Mountains

Mountains

Thursday, April 7, 2011

The Life of a Scientist

I admit, I had no idea what I was signing up for when I decided to study science. I had vague ideas of test tubes, chemicals, and maybe a little computer modeling stuff. Nothing well defined.

After working 4 years as a research assistant in a lab on campus, I did get a clue for what lab techs did: fix instruments, log samples, run protocols and samples, and troubleshoot hick ups. I understood and excelled at the nuts and bolts of getting research done.

For a very long time, I was not really aware what Ph.D. scientists did. They clearly gave presentations, some of them taught. There were a few post-docs running around labs. It took a long time to ask what was going on. Research scientists seemed to be leading an opaque life, cloistered in their offices. Doing what? Always something, but I never got to see the big picture.

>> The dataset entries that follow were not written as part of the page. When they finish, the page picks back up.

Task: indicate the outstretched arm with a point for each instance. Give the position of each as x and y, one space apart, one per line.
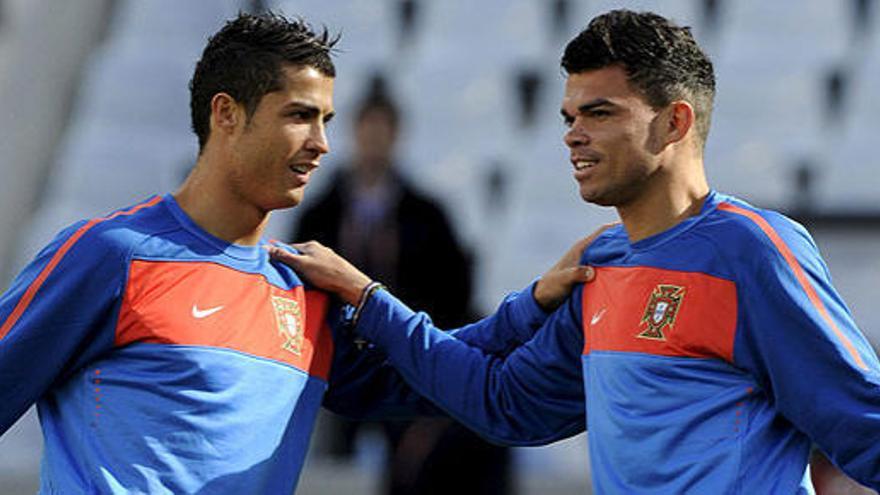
516 319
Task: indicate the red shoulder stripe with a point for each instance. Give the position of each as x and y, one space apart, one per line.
799 274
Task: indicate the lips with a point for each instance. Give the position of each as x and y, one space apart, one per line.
580 165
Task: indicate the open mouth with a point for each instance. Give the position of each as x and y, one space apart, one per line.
585 164
301 168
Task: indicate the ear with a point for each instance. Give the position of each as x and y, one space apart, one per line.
226 113
679 118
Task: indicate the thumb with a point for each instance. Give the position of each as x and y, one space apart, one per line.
582 273
283 255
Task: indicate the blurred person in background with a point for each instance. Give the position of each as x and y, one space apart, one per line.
375 217
164 350
710 352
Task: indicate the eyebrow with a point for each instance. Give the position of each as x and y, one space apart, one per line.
590 105
307 107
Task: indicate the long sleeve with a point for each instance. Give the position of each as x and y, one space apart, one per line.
802 344
534 395
364 385
57 314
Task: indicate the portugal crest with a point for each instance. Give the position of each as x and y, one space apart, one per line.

Now, as a research scientist, I know. The results of the grand inquisition are anticlimact: they were reading. analyzing, and writing.

It's what I do all the time. The reading and writing almost completely decimates the analysis portion too. If there is any program that is constantly running on my work computer, it is Microsoft Word. Scientific writing is a long process, and you have to do it to stay alive. After working as a research assistant and then as a graduate student, getting data is relatively easy. Easy, that is, once you have funding and a hypothisis. After you have your data, you need to deeply understand it, publish it, then start the process over again.

This is why the professors I worked for were so aloof, and rarely in the lab. First, they had already been there, so what I was doing was less novel. Second, they had bigger fish to fry than worrying about a few %RSD on the signal for benzene. That is not the sort of problem that would put food on the table.

They had to write.

I had previously remarked that setting up an experiment was like a drawn out Domino Rally... Months are spent carefully testing and aligning the pieces, and then, in one quick burst, an experiment is run and the actual data is collected. Then there is the post processing. Now, in retrospect, it is like you have to pick all the dominos up and alphabetize them before you aloud to do it again.

There is some explanation as to why there is often a 3-5 year gap in many others CVs post graduate school. Post docs can be hit or miss in terms of publication generated, and setting up, or integrating into a new research program is long and laborious.